Davalı vekili, idarenin yağmur suyu ve yağmur suyu alt yapı tesislerinden kaynaklanan hasarlardan sorumlu olmadığını, yağmur suyu alt yapı tesislerinden ilgili belediyenin sorumlu olduğunu savunarak davanın reddini istemiştir.
Mahkemece, toplanan delillere ve bilirkişi raporuna dayanılarak, ilgili belediyenin bakım ve gözetiminde bulunan yağmur suyu ve rögarının tıkanması nedeni ile meydana gelen zarardan İSKİ’nin kusurlu ve sorumlu olmadığı gerekçesiyle davanın pasif husumet yokluğundan reddine karar verilmiş; hüküm davacı vekili tarafından temyiz edilmiştir.

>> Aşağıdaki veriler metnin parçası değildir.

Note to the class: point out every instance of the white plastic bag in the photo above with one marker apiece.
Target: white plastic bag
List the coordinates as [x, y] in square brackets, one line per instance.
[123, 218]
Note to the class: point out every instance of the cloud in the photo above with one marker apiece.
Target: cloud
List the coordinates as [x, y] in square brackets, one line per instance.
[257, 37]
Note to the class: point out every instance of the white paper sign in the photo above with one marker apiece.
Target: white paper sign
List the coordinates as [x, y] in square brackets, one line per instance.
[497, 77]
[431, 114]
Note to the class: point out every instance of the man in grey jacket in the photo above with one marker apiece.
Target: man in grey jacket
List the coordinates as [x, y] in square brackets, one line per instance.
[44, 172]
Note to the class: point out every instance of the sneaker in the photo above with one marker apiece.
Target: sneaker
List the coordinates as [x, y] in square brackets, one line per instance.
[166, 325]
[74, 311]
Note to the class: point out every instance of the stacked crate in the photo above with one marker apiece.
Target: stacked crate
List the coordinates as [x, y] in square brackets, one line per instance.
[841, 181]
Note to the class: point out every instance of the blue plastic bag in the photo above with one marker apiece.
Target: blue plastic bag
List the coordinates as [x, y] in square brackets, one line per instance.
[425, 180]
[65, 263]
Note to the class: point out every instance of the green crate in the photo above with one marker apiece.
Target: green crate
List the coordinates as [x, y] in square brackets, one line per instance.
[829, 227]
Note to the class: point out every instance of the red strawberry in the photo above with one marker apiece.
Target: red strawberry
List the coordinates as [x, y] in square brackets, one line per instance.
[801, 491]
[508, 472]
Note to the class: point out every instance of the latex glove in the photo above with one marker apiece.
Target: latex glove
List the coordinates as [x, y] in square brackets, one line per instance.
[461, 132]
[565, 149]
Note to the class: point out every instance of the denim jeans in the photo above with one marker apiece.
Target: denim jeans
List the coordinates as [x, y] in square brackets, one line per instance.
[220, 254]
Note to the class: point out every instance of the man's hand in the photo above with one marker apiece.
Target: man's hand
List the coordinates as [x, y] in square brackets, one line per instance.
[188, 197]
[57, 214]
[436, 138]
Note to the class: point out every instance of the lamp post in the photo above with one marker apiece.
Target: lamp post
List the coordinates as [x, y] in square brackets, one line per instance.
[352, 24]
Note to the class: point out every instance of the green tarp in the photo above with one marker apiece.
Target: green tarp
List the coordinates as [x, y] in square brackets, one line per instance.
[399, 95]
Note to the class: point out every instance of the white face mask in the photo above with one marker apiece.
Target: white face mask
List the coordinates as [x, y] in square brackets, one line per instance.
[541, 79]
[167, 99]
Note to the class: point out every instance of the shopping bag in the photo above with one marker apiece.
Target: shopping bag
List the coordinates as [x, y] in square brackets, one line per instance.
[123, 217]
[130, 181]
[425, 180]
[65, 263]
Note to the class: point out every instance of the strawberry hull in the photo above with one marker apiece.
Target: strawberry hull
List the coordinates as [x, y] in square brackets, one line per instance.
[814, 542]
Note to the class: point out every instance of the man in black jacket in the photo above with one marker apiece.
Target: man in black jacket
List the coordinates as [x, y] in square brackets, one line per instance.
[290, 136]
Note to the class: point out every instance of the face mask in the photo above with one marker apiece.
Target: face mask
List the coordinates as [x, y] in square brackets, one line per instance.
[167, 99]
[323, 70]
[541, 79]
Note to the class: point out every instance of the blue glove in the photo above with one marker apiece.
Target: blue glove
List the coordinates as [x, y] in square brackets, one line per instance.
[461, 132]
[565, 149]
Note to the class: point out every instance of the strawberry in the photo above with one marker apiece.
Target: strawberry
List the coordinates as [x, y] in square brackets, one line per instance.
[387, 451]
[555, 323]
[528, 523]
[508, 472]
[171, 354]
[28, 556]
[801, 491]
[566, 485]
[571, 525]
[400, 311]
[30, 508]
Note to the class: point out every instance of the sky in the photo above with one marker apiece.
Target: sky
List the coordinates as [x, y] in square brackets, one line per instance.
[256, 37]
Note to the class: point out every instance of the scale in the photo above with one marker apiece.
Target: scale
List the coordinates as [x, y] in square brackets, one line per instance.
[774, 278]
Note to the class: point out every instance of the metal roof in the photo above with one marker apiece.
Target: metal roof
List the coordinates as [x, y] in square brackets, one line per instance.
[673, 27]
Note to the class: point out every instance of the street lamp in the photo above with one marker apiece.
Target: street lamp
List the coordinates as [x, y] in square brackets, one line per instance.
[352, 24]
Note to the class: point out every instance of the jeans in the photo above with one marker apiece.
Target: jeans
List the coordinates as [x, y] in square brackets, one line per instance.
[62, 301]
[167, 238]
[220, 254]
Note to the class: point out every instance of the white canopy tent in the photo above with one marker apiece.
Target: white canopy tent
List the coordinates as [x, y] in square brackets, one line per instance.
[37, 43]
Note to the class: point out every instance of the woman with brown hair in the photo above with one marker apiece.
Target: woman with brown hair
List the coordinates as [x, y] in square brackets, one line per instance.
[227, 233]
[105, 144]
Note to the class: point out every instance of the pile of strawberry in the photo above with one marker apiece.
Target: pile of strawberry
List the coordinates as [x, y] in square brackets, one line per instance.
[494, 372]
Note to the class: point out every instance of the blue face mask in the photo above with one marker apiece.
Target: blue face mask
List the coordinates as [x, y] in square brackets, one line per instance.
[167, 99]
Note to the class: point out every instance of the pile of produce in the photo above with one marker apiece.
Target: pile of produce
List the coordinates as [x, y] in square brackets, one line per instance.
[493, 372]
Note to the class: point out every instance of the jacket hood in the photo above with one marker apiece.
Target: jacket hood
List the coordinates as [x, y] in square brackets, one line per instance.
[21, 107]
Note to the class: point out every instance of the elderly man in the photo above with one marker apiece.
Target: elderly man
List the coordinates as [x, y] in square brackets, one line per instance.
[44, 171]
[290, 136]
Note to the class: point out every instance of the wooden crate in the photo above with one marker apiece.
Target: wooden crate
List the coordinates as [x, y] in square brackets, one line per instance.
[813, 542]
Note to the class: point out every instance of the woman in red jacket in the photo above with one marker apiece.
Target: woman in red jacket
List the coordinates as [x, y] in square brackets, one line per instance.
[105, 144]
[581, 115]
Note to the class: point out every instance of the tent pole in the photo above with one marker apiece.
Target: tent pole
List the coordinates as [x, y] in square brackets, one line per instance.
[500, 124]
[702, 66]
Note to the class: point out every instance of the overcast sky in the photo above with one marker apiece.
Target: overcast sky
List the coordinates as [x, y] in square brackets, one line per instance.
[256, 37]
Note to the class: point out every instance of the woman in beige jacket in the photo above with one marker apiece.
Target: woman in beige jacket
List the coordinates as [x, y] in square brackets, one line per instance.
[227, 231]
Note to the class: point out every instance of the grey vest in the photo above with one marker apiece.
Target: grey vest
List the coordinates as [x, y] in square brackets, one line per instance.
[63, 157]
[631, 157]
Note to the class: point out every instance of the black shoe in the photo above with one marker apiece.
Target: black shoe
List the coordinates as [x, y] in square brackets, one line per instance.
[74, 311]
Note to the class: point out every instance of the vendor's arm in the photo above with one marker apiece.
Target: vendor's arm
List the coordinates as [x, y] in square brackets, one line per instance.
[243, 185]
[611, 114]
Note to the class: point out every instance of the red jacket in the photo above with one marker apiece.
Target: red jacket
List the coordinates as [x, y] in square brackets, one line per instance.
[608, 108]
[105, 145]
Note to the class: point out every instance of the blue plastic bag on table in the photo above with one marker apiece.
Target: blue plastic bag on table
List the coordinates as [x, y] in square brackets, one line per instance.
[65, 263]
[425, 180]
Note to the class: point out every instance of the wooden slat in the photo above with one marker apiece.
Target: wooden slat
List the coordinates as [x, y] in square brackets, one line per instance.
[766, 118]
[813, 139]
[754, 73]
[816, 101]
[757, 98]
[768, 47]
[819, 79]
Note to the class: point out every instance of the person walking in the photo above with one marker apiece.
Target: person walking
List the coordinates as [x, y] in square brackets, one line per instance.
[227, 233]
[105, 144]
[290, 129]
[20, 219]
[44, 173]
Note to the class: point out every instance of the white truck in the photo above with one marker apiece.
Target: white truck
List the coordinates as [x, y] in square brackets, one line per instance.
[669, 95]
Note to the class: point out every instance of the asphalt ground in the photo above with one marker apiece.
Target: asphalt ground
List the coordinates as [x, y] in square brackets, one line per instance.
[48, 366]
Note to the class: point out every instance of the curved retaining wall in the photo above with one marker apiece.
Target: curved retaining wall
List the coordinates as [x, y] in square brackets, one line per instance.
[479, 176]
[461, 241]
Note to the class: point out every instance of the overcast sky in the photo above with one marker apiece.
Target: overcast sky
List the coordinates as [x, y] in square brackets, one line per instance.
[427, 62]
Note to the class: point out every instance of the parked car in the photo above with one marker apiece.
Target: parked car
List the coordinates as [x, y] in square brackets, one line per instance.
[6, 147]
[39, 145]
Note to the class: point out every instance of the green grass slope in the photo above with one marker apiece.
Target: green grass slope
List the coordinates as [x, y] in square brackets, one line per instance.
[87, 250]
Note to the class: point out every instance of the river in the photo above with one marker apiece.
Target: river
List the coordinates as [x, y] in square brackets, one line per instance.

2560 sayılı İSKİ Kanunu’nun 25. maddesindeki “Yağmur sularının uzaklaştırılması ile ilgili tesislerin yapılması veya bu tip tesislerin işletilmesi, gerekli harcamalar ilgili belediyelerce karşılanmak şartıyla İSKİ tarafından yerine getirilir. Bu tesislerin yapılması veya işletilmesine ilişkin harcamalar tarifelere dahil edilmez” hükmü mahkemece yanlış yorumlanarak hasara ilişkin sorumluluğun ilgili Belediye Başkanlığına ait olduğu, davalı İSKİ’nin husumet ehliyeti bulunmadığı gerekçesiyle davanın reddi doğru olmamıştır. Davalı ile ilgili belediye arasındaki iç ilişki sorumluluğu, zarar gören üçüncü kişi olan sigortalının halefi davacı sigorta şirketine karşı ileri sürülemeyeceğinden mülga 818 sayılı B.K’nun 58. maddesi uyarınca, bir bina veya imal olunan herhangi bir şeyin maliki, o şeyin fena yapılmasından yahut muhafazasındaki kusurdan dolayı sorumlu olmasına göre, kusursuz sorumluluğu bulunan davalının eylemi ile meydana gelen hasar arasında uygun illiyet bağı mevcut olduğundan davanın esasına girilerek tespit edilen hasar bedelinin davalıdan rücuen tahsiline karar verilmesi gerekirken yazılı gerekçeyle davanın husumet yokluğu nedeniyle reddine karar verilmesi doğru olmamış, hükmün davacı yararına bozulması gerekmiştir.
SONUÇ: Yukarıda açıklanan nedenlerle, davacı vekilinin temyiz itirazlarının kabulü ile hükmün davacı yararına BOZULMASINA, peşin alınan harcın istek halinde temyiz eden davacıya geri verilmesine 5.5.2014 gününde oybirliğiyle karar verildi.